The reprogramming of mitochondrial energy metabolism is a well-known hallmark of cancer formation [19,20]. Mitochondrial dysfunction can promote malignant transformation, i.e., the conversion of a healthy cell into a malignant precursor, as a consequence of (1) reactive oxygen species (ROS) overgeneration, which favors mutagenesis; (2) accumulation of succinate, fumarate or 2-hydroxyglutarate generated in the TCA cycle, all of which can operate as oncometabolites; and/or (3) increased resistance to oncogene-driven mitochondrial outer membrane permeabilization (MOMP)- or mitochondrial permeability transition (MPT)-driven regulated cell death or cellular senescence [19,20,31]. All of this can be triggered by diabetic dysmetabolism, as it specifically leads to a considerable mitochondrial fuel overload by shifting to predominant fatty acid oxidation, i.e., a shift to altered substrate metabolism, causing lipo- and gluco-toxicity, ROS production, and oxidative stress [8,27,31]. These cancer pre-dispositioning mechanisms are likely in excessive operation during the state of pre-diabetes, during which hyperinsulinemia and augmented triglycerides synthesis are most prominent, in line with the epidemiological notions presented above.
Of further note, similar convergent mechanisms also seem to be involved in the pathogenesis of the cardiovascular complications of diabetes. We have recently found compelling evidence that mitochondrial metabolites indicating dysregulated fatty acid metabolism predict cardiovascular events in individuals with type 2 diabetes [32]. Medium- and long-chain acyl-carnitines showed a distinct metabolomic signature in study participants who later developed major adverse cardiovascular events, including heart failure. These abnormalities at the individual medium-chain acyl-carnitine level most probably reflect disordered mitochondrial transmembrane fatty acid transport via the carnitine shuttle, thus creating inefficient fatty acid oxidation and metabolic inflexibility connected with adverse tissue remodeling, insulin resistance, inflammation, and cardiovascular disease (Figure 3). Leptin signaling with the generation of cytokines such as interleukin 1 (IL1), IL6, tumor necrosis factor@ (TNF@), visfatin, resistin, and monocyte chemoattractant protein-1 (MCP-1) and priming of immune cells plays a pivotal role in this inflammatory response [33,34]. In addition, adverse signals coming from the gut, like toxins contained in food that yield free radicals or mediated via the microbiome, fostering inflammation, are of importance [33,35,36]. Triggered by chronic hyperglycemia and driven by subsequent increased formation of advanced glycation end products as well as ROS, the nucleotide-binding domain, leucine-rich-containing family, pyrin domain-containing-3 (NLRP3) inflammasome has been uncovered as a key player not only in the development of diabetes but also its complications, including cancer [33].

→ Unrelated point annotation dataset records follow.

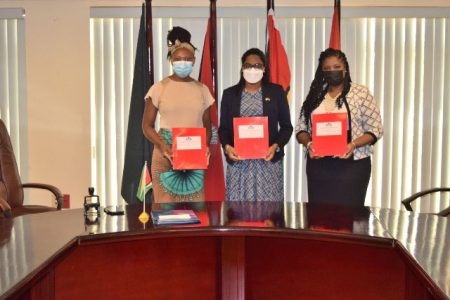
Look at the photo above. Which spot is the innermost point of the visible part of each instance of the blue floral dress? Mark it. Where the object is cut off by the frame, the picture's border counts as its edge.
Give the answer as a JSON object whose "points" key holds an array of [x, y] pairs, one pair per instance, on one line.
{"points": [[254, 179]]}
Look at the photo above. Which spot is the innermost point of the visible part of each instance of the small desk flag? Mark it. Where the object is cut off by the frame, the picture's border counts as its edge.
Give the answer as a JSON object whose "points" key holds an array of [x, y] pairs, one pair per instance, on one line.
{"points": [[145, 183]]}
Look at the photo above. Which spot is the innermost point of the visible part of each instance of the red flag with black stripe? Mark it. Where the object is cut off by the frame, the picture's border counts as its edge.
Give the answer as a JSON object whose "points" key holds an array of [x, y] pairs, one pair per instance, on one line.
{"points": [[279, 71], [214, 177], [335, 35]]}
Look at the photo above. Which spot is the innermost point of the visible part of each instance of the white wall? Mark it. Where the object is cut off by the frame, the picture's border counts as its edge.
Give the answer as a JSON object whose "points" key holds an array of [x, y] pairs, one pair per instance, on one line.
{"points": [[57, 68]]}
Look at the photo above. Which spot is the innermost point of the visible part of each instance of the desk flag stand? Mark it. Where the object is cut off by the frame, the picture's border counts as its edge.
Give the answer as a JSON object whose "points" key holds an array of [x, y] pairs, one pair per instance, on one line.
{"points": [[145, 184]]}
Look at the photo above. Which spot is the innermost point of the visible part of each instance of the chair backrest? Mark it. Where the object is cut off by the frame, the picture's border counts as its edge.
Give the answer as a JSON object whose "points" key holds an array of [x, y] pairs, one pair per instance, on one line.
{"points": [[10, 183]]}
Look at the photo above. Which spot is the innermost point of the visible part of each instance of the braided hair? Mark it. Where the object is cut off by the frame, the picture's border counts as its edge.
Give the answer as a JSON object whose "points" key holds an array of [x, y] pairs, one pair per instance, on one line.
{"points": [[176, 36], [319, 86]]}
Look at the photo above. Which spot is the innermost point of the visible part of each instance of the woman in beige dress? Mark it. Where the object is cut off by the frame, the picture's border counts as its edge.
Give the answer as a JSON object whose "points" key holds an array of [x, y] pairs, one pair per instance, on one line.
{"points": [[183, 102]]}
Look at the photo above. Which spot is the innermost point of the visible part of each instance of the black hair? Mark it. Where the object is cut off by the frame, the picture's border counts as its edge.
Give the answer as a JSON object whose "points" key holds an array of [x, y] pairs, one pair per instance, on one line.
{"points": [[178, 33], [319, 86], [262, 56]]}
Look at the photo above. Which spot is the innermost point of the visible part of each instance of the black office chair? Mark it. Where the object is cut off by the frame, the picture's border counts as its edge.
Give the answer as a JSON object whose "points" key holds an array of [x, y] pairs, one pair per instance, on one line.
{"points": [[407, 202]]}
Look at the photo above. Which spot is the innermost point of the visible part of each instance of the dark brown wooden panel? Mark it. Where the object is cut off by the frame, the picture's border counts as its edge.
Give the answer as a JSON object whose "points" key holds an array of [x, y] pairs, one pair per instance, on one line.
{"points": [[313, 269], [163, 268]]}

Interestingly, randomized diabetes treatment with exenatide, which has both anti-inflammatory and fat mass-reducing properties among its complex pleiotropic action portfolio, was associated with a reversal of the observed metabolomic abnormalities in our study [32]. Therefore, on one side, adverse fatty acid metabolism-derived signals, especially from ectopic perivascular or epicardial fat, seem to further cardiovascular disease. On the other side, they might induce cancer cell transformation (see also Figure 3) if released peri-viscerally to the colon or from ectopic fat tissue inside the pancreas, the liver, the kidneys, or the female breast, inducing target organ inflammation [21,24,25,26,27] connected with mitochondrial dysfunction. With this unifying concept in mind, effectively reducing excessive and inflamed adipose tissue should be a promising opportunity to also minimize the intrinsic cancer risk [18,20,26,32].

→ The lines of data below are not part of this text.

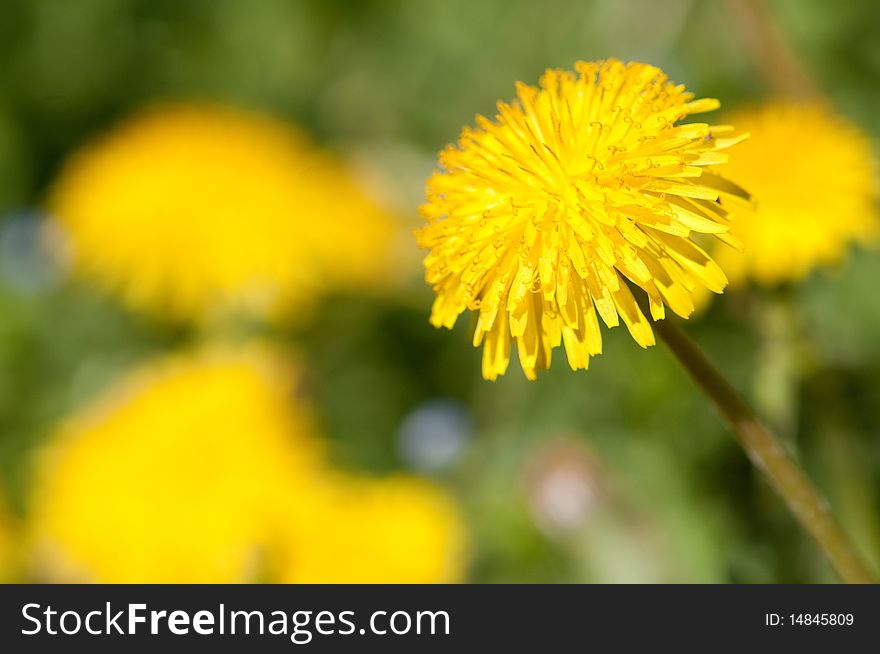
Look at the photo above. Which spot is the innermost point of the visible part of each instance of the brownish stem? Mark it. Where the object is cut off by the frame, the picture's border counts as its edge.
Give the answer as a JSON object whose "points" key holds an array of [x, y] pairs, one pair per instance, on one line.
{"points": [[770, 456]]}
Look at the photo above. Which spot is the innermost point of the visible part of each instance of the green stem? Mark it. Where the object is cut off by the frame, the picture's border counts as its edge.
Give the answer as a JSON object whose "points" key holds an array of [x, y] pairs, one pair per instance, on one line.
{"points": [[770, 456]]}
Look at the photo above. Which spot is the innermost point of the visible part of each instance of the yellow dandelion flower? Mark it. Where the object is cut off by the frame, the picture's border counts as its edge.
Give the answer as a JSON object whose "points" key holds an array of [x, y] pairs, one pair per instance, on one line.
{"points": [[191, 211], [537, 219], [813, 176], [394, 530], [178, 476], [8, 548], [205, 469]]}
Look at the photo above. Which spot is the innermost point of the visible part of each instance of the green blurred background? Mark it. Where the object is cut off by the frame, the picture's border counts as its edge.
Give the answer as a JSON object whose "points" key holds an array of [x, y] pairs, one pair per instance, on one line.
{"points": [[622, 473]]}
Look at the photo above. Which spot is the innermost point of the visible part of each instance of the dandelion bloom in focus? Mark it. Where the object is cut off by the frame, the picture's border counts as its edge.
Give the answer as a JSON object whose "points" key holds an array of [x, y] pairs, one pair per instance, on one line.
{"points": [[813, 176], [193, 211], [205, 468], [537, 220]]}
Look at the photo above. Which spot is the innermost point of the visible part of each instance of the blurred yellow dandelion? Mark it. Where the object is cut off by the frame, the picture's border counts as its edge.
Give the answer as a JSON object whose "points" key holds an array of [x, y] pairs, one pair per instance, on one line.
{"points": [[813, 176], [206, 469], [7, 544], [537, 219], [178, 476], [192, 211], [394, 530]]}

4. Preventive Strategies and Diabetes Therapy-Related Aspects

Indeed, reducing critical body fat mass along with reverting to normoglycemia and eumetabolism has provided compelling evidence that a reduction in body weight of 10% or more in obese people with diabetes or pre-diabetes, e.g., through bariatric (=metabolic) surgery [37,38] or through the use of GLP-1 RA-based therapies (best in combination with metformin 21,24, see below), is associated with lower risks of specific types of obesity-associated cancers [39,40]. The “proof-of-principle” demonstrating bariatric interventions showed a relative risk reduction of about 50% for all cancers, including hepatocellular and pancreatic cancers with some 65% relative risk reduction [37,38]. The accompanying sustained weight loss amounted to approximately 25 kg. More or less a similar margin of decreased cancer risk was seen with GLP1-RAs or metformin, though the attained weight loss was less impressive [21,24,39]. Interestingly, it has been suggested that GLP-1 RAs, by means of calorie restriction, exert immediate and multifaceted effects by activating AMP kinase, thus, e.g., stimulating the expression of tumor-suppressor-genes [40].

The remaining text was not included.